I am working on a cycle-accurate simulator for a research architecture.  I already have a cross-compiler that generates assembly (based on MIPS).  For debug purposes, we have a printf intrinsic which ultimately, when run in the simulator, calls a builtin method that has access to a list of arguments packed in a contiguous array (such as would be created by this code):
template <typename type> inline static void insert(char buffer[], size_t* i, type value) {
    memcpy(buffer+*i,&value, sizeof(type)); *i+=sizeof(type);
}
int main(int /*argc*/, char* /*argv*/[]) {
    char buffer[512]; size_t i=0;
    insert<double>(buffer,&i, 3.14);
    insert<int>(buffer,&i, 12345);
    insert<char const*>(buffer,&i, "Hello world!");
    return 0;
}
In MSVC, one can then create a va_list and call vprintf like so:
union { va_list list; char* arguments; } un;
un.arguments = buffer;
vprintf(format_string, un.list);
The target architecture is x86-64, which is based on x86, so this produces apparently correct results (the va_list provided by MSVC is just a typedef for char*).

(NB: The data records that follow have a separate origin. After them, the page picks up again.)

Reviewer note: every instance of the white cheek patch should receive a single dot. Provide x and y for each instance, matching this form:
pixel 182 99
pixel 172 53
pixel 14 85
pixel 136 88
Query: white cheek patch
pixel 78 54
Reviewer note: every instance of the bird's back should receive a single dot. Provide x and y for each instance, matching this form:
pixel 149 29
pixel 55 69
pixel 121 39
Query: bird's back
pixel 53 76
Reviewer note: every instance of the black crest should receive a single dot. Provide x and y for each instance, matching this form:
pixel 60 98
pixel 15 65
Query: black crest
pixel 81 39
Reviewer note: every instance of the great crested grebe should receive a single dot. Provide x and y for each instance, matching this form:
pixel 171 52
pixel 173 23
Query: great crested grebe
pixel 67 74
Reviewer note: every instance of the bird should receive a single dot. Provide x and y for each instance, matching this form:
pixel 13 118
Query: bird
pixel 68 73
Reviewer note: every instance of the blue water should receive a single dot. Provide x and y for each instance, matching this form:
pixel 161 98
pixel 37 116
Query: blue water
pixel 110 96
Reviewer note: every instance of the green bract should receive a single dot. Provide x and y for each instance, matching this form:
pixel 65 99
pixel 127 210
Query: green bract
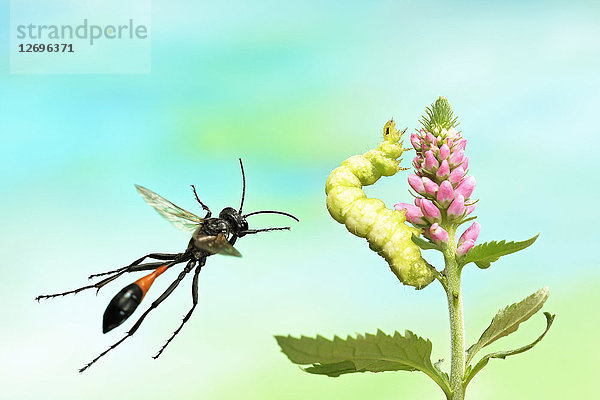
pixel 384 229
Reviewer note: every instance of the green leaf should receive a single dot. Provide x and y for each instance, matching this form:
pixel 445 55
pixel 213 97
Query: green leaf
pixel 486 253
pixel 471 372
pixel 424 244
pixel 507 320
pixel 368 353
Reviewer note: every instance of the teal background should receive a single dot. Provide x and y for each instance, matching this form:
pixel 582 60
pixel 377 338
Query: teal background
pixel 294 89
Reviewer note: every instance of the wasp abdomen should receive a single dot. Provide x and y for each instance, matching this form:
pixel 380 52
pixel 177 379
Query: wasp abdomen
pixel 122 306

However, on g++ (and presumably Clang; I haven't tried), the code segfaults.  This happens because the underlying type (it's compiler-provided: in gcc 4.9.2, it appears to be typedefed from __gnuc_va_list, which is in turn typedefed from __builtin_va_list, presumably a compiler intrinsic) is different (as the compiler error you get it you just go un.list=buffer; forbodes).
My question is: what is the cleanest way to convert this array of packed arguments into a va_list that is usable by both g++ and Clang in x86-64 mode?
My current thinking is that it may be better to parse out each format specifier individually, then forward it off with the appropriate argument to printf.  This isn't as robust (in the sense of supporting all features of printf; working on a single architecture only is robust enough for our purposes), nor is it particularly compelling, though.